Yes, quiver is currently hard-coded for threads/memory. However, it's supposed to run on a distributed node. You should not run the tasks locally if you are sharing a node with others.
Maybe we mean something different by "head node"? Yes, we need to respect the limits of the remote node that the job is distributed to.
I think the confusion comes from me not being specific that I installed falcon with the script provided here https://pb-falcon.readthedocs.io/en/latest/quick_start.html. The 'install_unzip.sh' runs a toy sample at the end without distribution. This works fine for the faclon part but the unzip part is really asking for too much memory without distribution. Hope this makes more sense now.

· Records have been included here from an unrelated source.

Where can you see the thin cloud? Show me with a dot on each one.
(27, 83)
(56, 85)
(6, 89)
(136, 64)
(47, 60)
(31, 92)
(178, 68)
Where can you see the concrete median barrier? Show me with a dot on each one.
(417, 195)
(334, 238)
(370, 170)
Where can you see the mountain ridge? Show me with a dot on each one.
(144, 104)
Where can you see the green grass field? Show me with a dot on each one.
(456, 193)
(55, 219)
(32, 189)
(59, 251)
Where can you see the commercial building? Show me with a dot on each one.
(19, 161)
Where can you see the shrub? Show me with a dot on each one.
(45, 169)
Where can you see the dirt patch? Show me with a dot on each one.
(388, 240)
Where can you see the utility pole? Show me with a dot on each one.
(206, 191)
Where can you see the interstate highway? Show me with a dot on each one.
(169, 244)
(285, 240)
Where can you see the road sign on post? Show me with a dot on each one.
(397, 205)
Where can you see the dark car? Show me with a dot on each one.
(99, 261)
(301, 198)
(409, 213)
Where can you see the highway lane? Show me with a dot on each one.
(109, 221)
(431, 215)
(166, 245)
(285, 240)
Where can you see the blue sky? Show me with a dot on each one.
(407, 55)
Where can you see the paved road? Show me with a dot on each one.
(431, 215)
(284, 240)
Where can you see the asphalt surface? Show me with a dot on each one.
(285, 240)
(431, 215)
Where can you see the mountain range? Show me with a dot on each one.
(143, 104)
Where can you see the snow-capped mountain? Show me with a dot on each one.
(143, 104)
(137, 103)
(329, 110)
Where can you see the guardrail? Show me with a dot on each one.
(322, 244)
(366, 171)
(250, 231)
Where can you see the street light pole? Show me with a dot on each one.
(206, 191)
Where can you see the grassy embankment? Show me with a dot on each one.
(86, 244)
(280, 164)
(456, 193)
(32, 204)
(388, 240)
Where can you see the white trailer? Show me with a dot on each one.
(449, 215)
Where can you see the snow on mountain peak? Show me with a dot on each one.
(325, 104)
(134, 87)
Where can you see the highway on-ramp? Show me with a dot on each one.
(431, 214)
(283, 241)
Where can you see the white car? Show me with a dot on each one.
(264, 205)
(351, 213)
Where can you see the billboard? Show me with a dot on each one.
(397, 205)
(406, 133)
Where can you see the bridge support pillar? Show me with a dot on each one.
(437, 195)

Yes. We need to update those docs with memory requirements.
Hi all, Thank you very much for the latest release install_unzip_180725.sh.
I now installed it and got stuck at the toy sample in the quiver step everything else looks fine. My issue is the following.
The following command crashes.
The issue is that the samtool sort uses the -m flag (-m 4G) which allocates memory per thread used and not overall. This crashes my set-up right now. If I change the fc_unzip.cfg file as follows pbalign still uses 24 processes.
Is there a way to change the setting for samtools sort or pbalign to use less threats/memory? Samtools works just fine when using less threats or without -m 4G flag.
Otherwise all looks good and I will go ahead with the falcon part of my assembly.